The proposal comes with a $1 billion price tag; Congress will have to approve it in President Obama’s 2013 budget request. But the administration will set aside $100,000 of an existing fund immediately to help school districts identify and support high-performing STEM teachers. (TV host Bill Nye the Science Guy was also out on the campaign trail this week promoting the president’s education policies.)

“If America is going to compete for the jobs and industries of tomorrow, we need to make sure our children are getting the best education possible,” Obama said in a statement. “Teachers matter, and great teachers deserve our support.”

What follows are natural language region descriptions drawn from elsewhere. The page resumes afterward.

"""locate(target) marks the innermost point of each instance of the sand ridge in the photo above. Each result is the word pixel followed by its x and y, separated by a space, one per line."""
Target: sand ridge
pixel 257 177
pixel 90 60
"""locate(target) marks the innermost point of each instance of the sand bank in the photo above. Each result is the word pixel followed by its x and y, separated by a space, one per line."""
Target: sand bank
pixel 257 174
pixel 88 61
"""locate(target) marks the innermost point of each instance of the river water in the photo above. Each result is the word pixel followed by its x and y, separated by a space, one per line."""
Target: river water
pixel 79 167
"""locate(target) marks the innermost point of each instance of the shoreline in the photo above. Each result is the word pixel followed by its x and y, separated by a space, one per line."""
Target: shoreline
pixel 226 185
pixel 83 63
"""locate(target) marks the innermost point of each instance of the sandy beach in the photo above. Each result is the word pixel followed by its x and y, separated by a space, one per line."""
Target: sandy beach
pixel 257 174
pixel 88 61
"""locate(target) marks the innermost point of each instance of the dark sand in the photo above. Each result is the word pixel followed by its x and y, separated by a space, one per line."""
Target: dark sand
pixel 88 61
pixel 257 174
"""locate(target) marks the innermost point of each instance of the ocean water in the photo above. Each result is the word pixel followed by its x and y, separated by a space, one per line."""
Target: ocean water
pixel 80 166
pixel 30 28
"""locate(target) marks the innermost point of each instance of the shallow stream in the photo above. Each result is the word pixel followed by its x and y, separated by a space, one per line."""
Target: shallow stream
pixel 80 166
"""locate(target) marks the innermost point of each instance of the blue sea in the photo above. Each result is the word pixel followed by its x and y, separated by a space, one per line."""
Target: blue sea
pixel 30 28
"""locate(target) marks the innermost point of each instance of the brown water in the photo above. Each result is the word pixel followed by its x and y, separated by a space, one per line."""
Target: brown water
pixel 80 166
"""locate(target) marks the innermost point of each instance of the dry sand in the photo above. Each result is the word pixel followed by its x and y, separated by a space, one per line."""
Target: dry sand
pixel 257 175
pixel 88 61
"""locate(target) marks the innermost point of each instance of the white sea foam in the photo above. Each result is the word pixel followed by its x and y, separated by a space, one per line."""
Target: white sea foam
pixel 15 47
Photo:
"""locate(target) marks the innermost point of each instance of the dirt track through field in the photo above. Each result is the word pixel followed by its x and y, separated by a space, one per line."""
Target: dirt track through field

An aide to Rep. John Kline (R-Minn.), chairman of the House Education and the Workforce Committee, told the Associated Press that there are already more than 80 teacher-quality programs funded by the government. “Republicans share the president’s goal of getting better teachers in the classroom,” said Kline spokeswoman Alexandra Sollberger. “However, we also value transparency and efficient use of taxpayer resources.”

Mitt Romney saw his education track record in Massachusetts scrutinized once again this week. The Associated Press examined the former governor’s plan for overhauling the state’s higher-education system, which called for privatizing three schools and closing six others, while restructuring the administration of public universities to help close a $3 billion state budget gap.

“But when Romney left office four years later, not a lot had changed,” the AP reported. “Romney’s restructuring plan was stymied by a Democratic-run state Legislature where many lawmakers were irked about his bitter feud with William Bulger, the University of Massachusetts president and one of the state’s most powerful and entrenched Democrats.”

In the end, Romney’s main legacy was a university scholarship program for students who score in the top 25 percent in their district on state standardized tests.

Romney also discussed education on the campaign trail in Pennsylvania this week. “We’re not providing our kids the education they need,” he said. “I want more choice in education. I will put our kids first and our unions behind, give the kids the best schools in the world.”